IoT-Based Urban Traffic-Light Control: Modelling, Prototyping and Evaluation of MQTT Protocol

Abstract

Most traffic light's control systems in smart cities are wired and have a semi-static behavior. They are time-based, with pre-configured pattern and expensive cameras. Although traffic lights can communicate wirelessly with incoming vehicles, they are less adapted to an urban environment. If we consider light signs as an Internet of Things (IoT) network, one issue is to model thoroughly the change of signs' states and the Quality of Service (QoS) of this network. In this paper, we propose a new architecture of Urban Traffic Light Control based on an IoT network (IoT-UTLC). The objective is to interconnect both roads' infrastructures and traffic lights through an IoT platform. We designed our IoT-UTLC by selecting motes and protocols of wireless sensor network (WSN). Message Queuing Telemetry Transport (MQTT) protocol has been integrated to manage QoS. It enables lights to adapt remotely to any situation and smoothly interrupt traffic light's classic cycles.
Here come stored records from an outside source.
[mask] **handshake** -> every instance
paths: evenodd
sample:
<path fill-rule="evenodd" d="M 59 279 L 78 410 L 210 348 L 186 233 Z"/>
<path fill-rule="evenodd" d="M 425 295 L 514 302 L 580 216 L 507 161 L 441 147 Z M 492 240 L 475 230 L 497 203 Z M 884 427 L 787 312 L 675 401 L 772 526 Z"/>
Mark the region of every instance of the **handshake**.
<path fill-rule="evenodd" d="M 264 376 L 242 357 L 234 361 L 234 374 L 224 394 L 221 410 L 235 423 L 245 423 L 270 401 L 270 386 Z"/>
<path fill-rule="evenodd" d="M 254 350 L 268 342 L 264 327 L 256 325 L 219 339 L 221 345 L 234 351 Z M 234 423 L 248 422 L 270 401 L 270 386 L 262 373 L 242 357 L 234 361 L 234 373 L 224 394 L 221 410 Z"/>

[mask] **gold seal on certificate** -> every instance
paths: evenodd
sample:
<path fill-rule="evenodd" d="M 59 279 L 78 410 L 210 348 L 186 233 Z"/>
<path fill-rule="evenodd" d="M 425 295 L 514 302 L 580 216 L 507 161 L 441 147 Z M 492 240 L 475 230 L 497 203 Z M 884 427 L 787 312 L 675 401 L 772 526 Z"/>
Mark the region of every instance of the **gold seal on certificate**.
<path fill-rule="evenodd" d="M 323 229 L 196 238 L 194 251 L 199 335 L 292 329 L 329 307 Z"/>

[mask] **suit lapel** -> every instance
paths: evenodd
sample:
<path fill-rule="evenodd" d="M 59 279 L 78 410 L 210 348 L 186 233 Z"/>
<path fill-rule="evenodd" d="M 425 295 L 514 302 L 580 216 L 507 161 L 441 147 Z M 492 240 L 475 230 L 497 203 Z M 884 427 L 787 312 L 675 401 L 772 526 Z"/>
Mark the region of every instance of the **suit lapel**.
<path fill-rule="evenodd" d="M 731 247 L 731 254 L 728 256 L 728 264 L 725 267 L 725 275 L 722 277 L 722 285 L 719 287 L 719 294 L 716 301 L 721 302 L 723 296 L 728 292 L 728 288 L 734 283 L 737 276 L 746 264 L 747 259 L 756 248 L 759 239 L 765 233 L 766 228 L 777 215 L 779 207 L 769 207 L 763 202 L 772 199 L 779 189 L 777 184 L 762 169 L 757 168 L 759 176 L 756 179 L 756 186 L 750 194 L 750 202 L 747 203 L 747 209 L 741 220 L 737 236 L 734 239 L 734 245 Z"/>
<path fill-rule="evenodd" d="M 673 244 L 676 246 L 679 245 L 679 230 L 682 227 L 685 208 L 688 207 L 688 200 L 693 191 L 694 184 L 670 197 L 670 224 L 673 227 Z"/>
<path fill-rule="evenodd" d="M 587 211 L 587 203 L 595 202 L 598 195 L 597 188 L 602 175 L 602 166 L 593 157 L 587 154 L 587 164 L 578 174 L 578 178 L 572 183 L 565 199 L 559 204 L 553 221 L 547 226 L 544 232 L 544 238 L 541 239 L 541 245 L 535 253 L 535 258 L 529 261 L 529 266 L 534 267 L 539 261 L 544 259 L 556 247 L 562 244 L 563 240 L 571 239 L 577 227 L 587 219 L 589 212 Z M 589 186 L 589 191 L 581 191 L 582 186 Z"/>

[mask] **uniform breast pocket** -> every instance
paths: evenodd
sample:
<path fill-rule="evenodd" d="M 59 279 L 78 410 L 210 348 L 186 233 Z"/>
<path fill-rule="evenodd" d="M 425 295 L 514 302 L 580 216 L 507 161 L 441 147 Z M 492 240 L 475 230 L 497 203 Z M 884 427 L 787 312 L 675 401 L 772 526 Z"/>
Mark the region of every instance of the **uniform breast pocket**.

Our experimental results show that the MQTT protocol is efficient when the packets rate exceeds 35% of traffic flow, it reduces traffic delay up to 0.05s at 90% of congestion. After verification and validation of our solution using a UPPAAL model checker, our system has been prototyped. Motes' functions have been implemented on Contiki OS and connected via a 6LoWPAN/IEEE 802.15.4 network. Timestamping messages have been performed throughout the system to evaluate the MQTT protocol with different QoS levels. In our experiments, we measured the Round-trip delay time (RTT) of messages exchanged between the WSN and IoT Cloud. The results show that MQTT decreases the RTT when the Cumulative Distributed Function (CDF) of generated messages exceeds 35%.